Questo tipo di dialogo, che potrebbe sembrare una follia, alla luce dell’esperienza clinica si è invece rilevato utile nel limitare lo sviluppo di lutti complicati: l’immaginario ha una sua funzione laddove non debordi nel delirio. Alludo al dialogo che la persona viene a istituire con ciò che di caro e prezioso il defunto gli ha lasciato nel ricordo, con la sua parola, il suo esempio. (Del resto, fuori della ricerca psicologica, in letteratura questo tipo di rapporto non è una novità: si pensi ai Sepolcri di Ugo Foscolo). Il dialogo insomma qui avviene con l’immagine interiorizzata della persona cara, qual è a posteriori rielaborata nel ricordo. «Ma sarebbe contenta tua mamma, se ti vedesse così depressa, distruttiva di te e della tua carriera?»: questa fu la domanda che, posta dal terapeuta a una giovane donna in rabbioso lutto per la morte della madre – e poi da lei elaborata nel dialogo interiore – segnò l’avvio di una svolta risolutiva.

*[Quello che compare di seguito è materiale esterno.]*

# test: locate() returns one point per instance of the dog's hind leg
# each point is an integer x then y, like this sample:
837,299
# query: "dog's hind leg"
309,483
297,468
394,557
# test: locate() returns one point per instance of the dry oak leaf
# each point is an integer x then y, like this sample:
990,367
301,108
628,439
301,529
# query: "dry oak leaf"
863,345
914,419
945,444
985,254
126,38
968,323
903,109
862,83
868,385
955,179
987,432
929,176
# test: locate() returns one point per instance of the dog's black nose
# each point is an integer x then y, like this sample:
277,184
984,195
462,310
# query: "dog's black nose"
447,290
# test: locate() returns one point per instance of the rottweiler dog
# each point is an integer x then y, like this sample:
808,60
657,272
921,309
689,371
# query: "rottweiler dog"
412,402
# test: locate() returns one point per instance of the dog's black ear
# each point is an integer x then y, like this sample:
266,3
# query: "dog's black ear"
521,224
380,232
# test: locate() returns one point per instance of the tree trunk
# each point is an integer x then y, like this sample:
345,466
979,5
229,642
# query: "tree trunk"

Insomma, le tracce positive lasciate dalla persona cara – ovvero l’“oggetto buono interno” come avrebbe detto la psicoanalista Melanie Klein (1940) – fungono da “in-segne” suscettibili di essere coltivate dentro di noi. Non solo permettono di superare eventuali sensi di ostilità verso di essa, ma, al meglio, possono fornire indicazioni atte a guidare l’esistenza successiva. In questo senso la persona cara continua a vivere fecondamente in noi.

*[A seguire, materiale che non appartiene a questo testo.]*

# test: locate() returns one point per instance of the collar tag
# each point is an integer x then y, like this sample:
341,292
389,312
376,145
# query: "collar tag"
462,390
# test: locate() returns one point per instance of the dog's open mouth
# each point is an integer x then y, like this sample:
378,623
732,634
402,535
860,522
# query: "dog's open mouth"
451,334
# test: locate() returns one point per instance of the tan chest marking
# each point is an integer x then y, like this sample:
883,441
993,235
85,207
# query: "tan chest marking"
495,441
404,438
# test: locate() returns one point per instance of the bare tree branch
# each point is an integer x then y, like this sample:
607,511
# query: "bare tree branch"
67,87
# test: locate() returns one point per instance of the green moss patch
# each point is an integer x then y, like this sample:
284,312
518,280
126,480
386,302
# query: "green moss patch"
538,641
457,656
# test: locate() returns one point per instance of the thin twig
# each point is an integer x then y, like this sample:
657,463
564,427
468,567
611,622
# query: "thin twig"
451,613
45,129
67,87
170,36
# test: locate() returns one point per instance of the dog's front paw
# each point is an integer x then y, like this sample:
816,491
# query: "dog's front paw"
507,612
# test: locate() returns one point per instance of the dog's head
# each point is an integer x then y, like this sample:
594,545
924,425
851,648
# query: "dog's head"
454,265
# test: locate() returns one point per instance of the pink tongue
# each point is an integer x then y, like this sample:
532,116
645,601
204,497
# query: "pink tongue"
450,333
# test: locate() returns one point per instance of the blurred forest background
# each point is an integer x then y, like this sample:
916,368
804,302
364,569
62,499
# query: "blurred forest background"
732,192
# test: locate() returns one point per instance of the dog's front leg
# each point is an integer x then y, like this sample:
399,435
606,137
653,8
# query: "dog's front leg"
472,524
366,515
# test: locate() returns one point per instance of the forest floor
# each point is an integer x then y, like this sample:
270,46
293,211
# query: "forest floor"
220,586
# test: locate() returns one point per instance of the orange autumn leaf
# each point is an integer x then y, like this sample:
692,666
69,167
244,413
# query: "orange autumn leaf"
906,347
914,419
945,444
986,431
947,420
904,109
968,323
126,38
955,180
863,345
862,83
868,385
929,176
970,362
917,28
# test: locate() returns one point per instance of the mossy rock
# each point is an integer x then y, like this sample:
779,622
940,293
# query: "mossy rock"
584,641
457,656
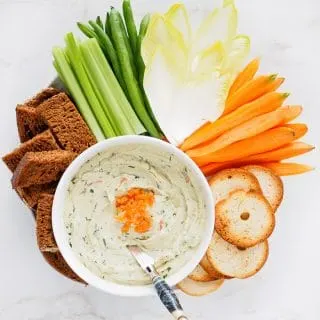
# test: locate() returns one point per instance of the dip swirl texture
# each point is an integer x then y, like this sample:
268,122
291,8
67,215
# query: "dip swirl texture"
178,213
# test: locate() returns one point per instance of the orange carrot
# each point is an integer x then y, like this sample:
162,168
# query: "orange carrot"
266,141
267,103
289,151
273,86
214,167
295,112
300,129
252,90
245,75
287,169
245,130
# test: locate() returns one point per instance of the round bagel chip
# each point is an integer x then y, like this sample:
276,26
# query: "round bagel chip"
244,219
271,184
226,181
234,261
198,289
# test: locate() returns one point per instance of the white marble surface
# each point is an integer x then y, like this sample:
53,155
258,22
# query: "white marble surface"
286,33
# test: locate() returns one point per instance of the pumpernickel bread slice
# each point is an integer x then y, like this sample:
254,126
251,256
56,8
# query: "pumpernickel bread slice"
244,218
229,180
271,184
42,142
28,123
66,123
41,167
45,237
197,288
57,262
31,195
199,274
234,261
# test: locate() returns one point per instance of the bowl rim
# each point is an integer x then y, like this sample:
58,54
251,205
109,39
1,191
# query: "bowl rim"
60,233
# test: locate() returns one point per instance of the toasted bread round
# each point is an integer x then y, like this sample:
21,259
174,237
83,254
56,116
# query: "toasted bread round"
226,181
234,261
199,274
197,289
244,218
271,184
207,266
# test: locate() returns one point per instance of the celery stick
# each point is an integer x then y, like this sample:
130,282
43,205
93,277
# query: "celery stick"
122,28
107,28
99,22
121,97
131,26
134,91
100,81
76,92
74,55
109,51
86,30
101,99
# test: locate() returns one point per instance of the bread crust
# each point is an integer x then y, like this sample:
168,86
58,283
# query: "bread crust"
235,262
199,274
242,232
273,193
226,181
198,289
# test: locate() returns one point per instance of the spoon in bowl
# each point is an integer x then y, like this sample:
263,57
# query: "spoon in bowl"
165,293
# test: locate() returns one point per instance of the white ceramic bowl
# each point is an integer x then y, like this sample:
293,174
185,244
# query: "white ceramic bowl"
61,234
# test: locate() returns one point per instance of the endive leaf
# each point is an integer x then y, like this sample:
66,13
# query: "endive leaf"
177,16
166,35
181,107
208,61
220,25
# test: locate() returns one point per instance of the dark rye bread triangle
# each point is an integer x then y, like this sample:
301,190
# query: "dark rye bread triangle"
41,167
57,262
28,122
46,241
66,123
42,142
45,237
31,195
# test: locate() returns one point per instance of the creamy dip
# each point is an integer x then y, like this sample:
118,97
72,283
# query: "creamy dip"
178,213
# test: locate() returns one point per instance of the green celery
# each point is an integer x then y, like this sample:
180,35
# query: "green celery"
101,83
75,58
134,90
123,101
109,51
86,30
65,72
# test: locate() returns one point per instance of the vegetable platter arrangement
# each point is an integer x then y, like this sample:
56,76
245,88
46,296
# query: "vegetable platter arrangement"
194,88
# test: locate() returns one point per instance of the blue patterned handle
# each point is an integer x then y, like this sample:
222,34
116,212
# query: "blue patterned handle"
168,298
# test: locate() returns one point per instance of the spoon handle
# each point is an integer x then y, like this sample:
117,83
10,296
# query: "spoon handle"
168,298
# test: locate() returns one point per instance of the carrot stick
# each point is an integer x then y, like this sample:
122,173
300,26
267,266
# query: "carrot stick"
300,129
295,112
267,103
266,141
245,75
289,151
275,84
246,130
252,90
287,169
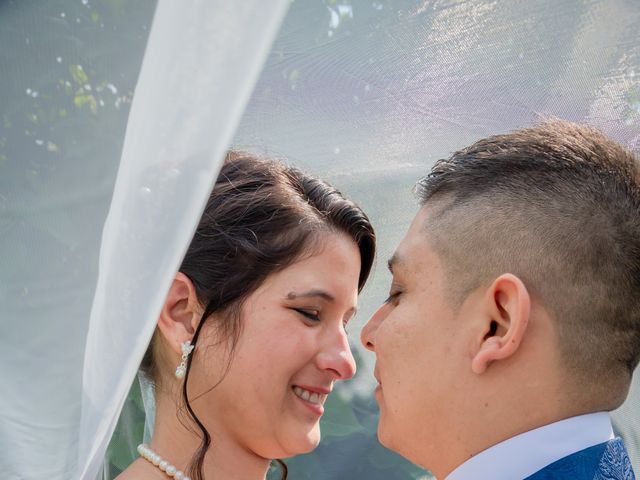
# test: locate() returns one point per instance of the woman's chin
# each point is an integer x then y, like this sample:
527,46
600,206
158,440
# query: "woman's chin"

Appendice. Un caso di sviluppo creativo del lutto

Trascurando iniziative esemplari improntate a grande generosità, promosse per compensare la perdita della persona cara, viene in mente come esempio di sviluppo creativo del lutto la figura del giovane Boriska nel film Andrej Rublëv di Tarkovskij. Rimasto orfano del padre, ultimo costruttore di campane – siamo nel corso di una pestilenza in Moldavia a inizio ’400 – questo adolescente osa offrirsi al principe del luogo per il rischioso lavoro di fusione di una campana, poi perfettamente riuscito. Se ha un senso il suo pianto a dirotto mentre confessa che nulla suo padre gli aveva insegnato, è perché gli erano rimaste impresse talune “in-segne” del padre – magari interiorizzate passando nel laboratorio paterno – ora intelligentemente sviluppate. Ne risulta segnata la sua vita successiva: seguirà Rublëv nelle peregrinazioni di villaggio in villaggio, quest’ultimo famoso pittore di icone, lui eccellente costruttore di campane.

Mauro Fornaro

Riferimenti bibliografici

American Psychiatric Association (2013), DSM-5, Cortina, Milano 2017.

Di Caro S. (2017), La psicoterapia del distacco. Dinamiche intrapsichiche, funzionamenti familiari e trattamenti del lutto in terapia relazionale, Alpes, Roma.

Freud S. (1917), Lutto e melanconia, in O.S.F., Vol. 8, Boringhieri, Torino 1976.

Klein M. (1940), Il lutto e la sua connessione con gli stati maniaco-depressivi, in Scritti 1921-1958, Boringhieri, Torino 1978.

Kübler-Ross E. (1969), La morte e il morire, Cittadella editrice, Assisi 2018.

Parkes C.M. (1972), Il lutto. Studi sul cordoglio negli adulti, Feltrinelli, Milano1980.